Matthews’s belief that our lives are precious precisely because our days are numbered is a constant in his work—it’s there in Walk Around the Moon’s ruminations on impermanence and legacy, and it’s there every time he sings “Tripping Billies,” reminding anyone listening: “Eat, drink, and be merry, for tomorrow we’ll die.” He’s never stopped telling that story, he says, “because I can’t find any other purpose.” 

It’s also worth considering that—unlike many of his generational peers—Matthews had a pretty great ’90s, the kind that could fill you with an optimism that lasts. After leaving South Africa, he’d settled in Charlottesville—a place his parents had once lived, although he never had. He logged a semester at community college before dropping out to work in a bar, a job that would in its own way offer plenty of postsecondary education.

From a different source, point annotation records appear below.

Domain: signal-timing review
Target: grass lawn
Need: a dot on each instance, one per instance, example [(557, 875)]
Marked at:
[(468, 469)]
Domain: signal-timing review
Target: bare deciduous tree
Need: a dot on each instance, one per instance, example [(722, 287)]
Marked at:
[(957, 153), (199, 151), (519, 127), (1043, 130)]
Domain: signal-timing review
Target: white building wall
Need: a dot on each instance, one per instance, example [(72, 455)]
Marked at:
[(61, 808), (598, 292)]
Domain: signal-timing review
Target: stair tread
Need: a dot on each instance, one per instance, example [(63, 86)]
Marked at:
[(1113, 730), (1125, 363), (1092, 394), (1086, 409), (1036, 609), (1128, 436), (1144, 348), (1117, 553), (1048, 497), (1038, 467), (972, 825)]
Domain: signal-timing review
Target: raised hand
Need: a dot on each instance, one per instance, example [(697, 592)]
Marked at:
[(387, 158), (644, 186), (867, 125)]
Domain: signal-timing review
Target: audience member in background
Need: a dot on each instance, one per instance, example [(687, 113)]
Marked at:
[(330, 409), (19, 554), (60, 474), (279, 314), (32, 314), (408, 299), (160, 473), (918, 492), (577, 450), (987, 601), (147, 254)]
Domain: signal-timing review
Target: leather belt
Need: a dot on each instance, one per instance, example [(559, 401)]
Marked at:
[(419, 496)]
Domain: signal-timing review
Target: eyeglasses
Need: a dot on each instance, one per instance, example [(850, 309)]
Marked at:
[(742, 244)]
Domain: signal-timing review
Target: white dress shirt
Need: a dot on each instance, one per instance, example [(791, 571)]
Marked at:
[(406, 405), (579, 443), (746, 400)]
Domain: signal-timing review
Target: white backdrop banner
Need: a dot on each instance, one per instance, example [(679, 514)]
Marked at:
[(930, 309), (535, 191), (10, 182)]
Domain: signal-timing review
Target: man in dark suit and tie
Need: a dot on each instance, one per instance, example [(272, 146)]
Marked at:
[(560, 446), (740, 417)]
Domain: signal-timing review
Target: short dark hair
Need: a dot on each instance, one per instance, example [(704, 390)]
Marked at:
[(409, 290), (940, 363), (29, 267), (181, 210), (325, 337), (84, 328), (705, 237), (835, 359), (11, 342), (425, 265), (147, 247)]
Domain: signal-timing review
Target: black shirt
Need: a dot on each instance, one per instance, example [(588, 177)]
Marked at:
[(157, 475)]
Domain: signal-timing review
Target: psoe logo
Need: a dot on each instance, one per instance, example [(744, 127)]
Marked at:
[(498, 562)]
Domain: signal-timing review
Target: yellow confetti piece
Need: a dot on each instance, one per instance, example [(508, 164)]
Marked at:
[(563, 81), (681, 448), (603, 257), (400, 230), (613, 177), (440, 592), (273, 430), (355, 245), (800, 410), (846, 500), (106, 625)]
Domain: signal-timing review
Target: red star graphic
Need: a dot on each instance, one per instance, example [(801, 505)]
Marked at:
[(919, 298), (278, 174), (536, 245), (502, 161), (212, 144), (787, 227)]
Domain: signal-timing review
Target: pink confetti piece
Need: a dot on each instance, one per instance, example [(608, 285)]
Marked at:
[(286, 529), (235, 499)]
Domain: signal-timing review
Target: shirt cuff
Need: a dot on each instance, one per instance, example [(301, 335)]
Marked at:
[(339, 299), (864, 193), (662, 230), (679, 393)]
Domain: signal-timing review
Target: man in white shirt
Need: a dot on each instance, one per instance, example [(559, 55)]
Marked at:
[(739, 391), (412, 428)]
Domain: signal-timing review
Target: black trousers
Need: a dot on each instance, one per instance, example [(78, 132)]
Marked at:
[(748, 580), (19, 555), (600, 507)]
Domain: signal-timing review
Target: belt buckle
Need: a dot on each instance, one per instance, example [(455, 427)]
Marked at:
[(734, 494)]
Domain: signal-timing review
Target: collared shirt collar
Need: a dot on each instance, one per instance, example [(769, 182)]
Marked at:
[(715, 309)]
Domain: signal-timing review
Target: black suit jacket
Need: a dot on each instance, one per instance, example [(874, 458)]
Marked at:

He started writing songs. Worked the C-ville open mic circuit. Played “All Along the Watchtower” in the style of a kid he knew in South Africa who taught it to him all wrong. Played Bob Marley’s “Exodus”—later, there would be people who’d say they’d seen him play a version of “Exodus” that lasted 40 minutes for some reason. Soon he’d form a band with Charlottesville musicians from all different backgrounds, musically and otherwise, and when they jammed they’d play songs like these, the only songs they all knew.